Se eu morresse hoje...
Gostaria de pensar que morri em um bom tempo — precisamente por o tempo atual ser estúpido demais. Depois da discussão a respeito de um riff de guitarra ser de esquerda ou de direita, hoje temos a discussão sobre um chinelo ser de esquerda ou de direita, o que leva a pessoas a destruírem chinelos... por esses chinelos serem supostamente comunistas. O que é uma extravagância estética, dignamente kitsch, para representar os tempos modernos.
Houve um momento que precedeu tudo isso. Anteriormente falávamos da politização das massas. Graças a internet, todo mundo discute política. É evidente que nosso discutidor médio não é um leitor de Karl Marx ou Eric Voegelin, tampouco um articulador de Lênin ou um conhecedor da obra de Russell Kirk. Em vez disso, o debatedor médio discute séries da Netflix como se essas fossem o Capital de Karl Marx ou vídeos de youtubers como se esses fossem a Mentalidade Conservadora de Russell Kirk. A pergunta que faço é: vocês que queriam tanto a politização crônica das massas estão contentes agora?

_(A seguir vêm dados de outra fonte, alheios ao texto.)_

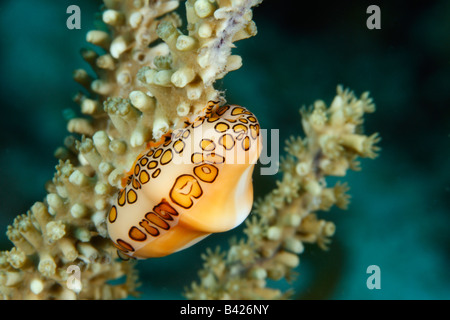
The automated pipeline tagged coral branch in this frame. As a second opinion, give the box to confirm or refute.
[0,0,260,299]
[185,86,380,299]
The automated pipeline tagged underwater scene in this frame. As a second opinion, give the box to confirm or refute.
[0,0,450,300]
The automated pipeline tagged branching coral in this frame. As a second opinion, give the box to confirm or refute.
[0,0,378,299]
[0,0,260,299]
[186,86,379,299]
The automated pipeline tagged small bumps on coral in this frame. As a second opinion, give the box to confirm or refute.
[108,102,261,258]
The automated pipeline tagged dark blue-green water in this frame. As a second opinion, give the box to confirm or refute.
[0,0,450,299]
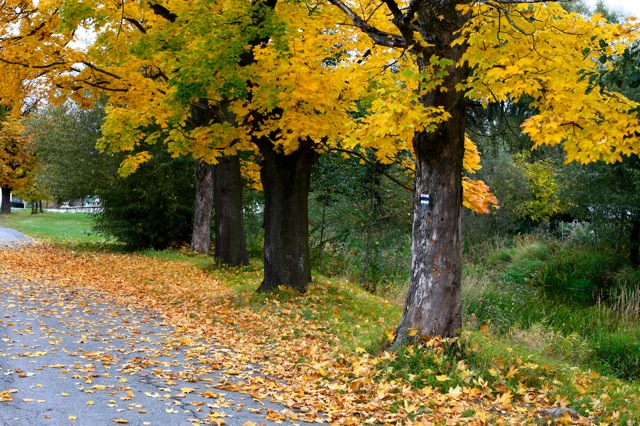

No geral, o debate intelectual se tornou algo mais ou menos assim: pessoas que são contra a "direita" X pessoas que são contra a "esquerda". Essa generalidade, que é bem estranha, já demonstra a total incompreensão sobre o simples fato de que não existe direita ou esquerda, mas direitas e esquerdas. Essa estranha unidade (ou dualismo) desconhece completamente as divisões históricas entre as diversas esquerdas e direitas, além dos distintos centros. Para essas pessoas, o que chega a ser irônico, não há diferente entre um marxista e um social-democrata e nem entre um Blue Tory e um Red Tory.
É por isso que eu digo: se eu morresse hoje, não estaria perdendo um debate intelectual, visto que sequer há um debate intelectual rolando. Aparentemente, pouca gente conhece pouca gente e muita gente desconhece muita gente. Os ódios das seitas vão até o infinito, visto que o fôlego da burrice é eterno.
É curioso, de qualquer modo, a forma que os eventos vêm se sucedido. Enquanto as pessoas de alguns setores da esquerda se questionam quem sucederá o Lula, a questão central de setores da direita é se o bolsonarismo ainda tem fôlego para incendiar o debate público brasileiro e angariar alguma eleição.
Não raro aparece um desses gênios que chega a questionar:
— Você não obedece a liderança do Bolsonaro? Você é um esquerdista por acaso? Você é um traidor?
Eu fico imaginando: será que eu li a Escola Austríaca, os neoconservadores, os conservadores-populistas, Red Tories, neorreacionários, pessimistas, céticos, pragmáticos e até várias e várias correntes da esquerda para simplesmente retirar as minhas calças e ficar de quatro para os mandos e desmandos de um bolsonarismo inculto e iletrado que se arroga como família imperial da direita brasileira? Se for assim, é melhor partir para não ver o fim desse besteirol ruim que se tornou um hit no cinema da política nacional.
Essa é uma sensação constante que tenho tido a respeito de tudo: eu não me sinto impressionado com absolutamente nada, muito pelo contrário, acho que estou assistindo "Idiocracia" em looping. Isso em todos os setores da minha vida. Um dos fatos que me levou a ignorar muito do conteúdo da política nacional e regional foi isso: a necessidade de me sentir longe de tudo isso.
Pensar na morte me faz ver, inúmeras vezes, de que isso não seria tão ruim. Não estou dizendo que vou me matar, estou dizendo que não estaria perdendo absolutamente nada.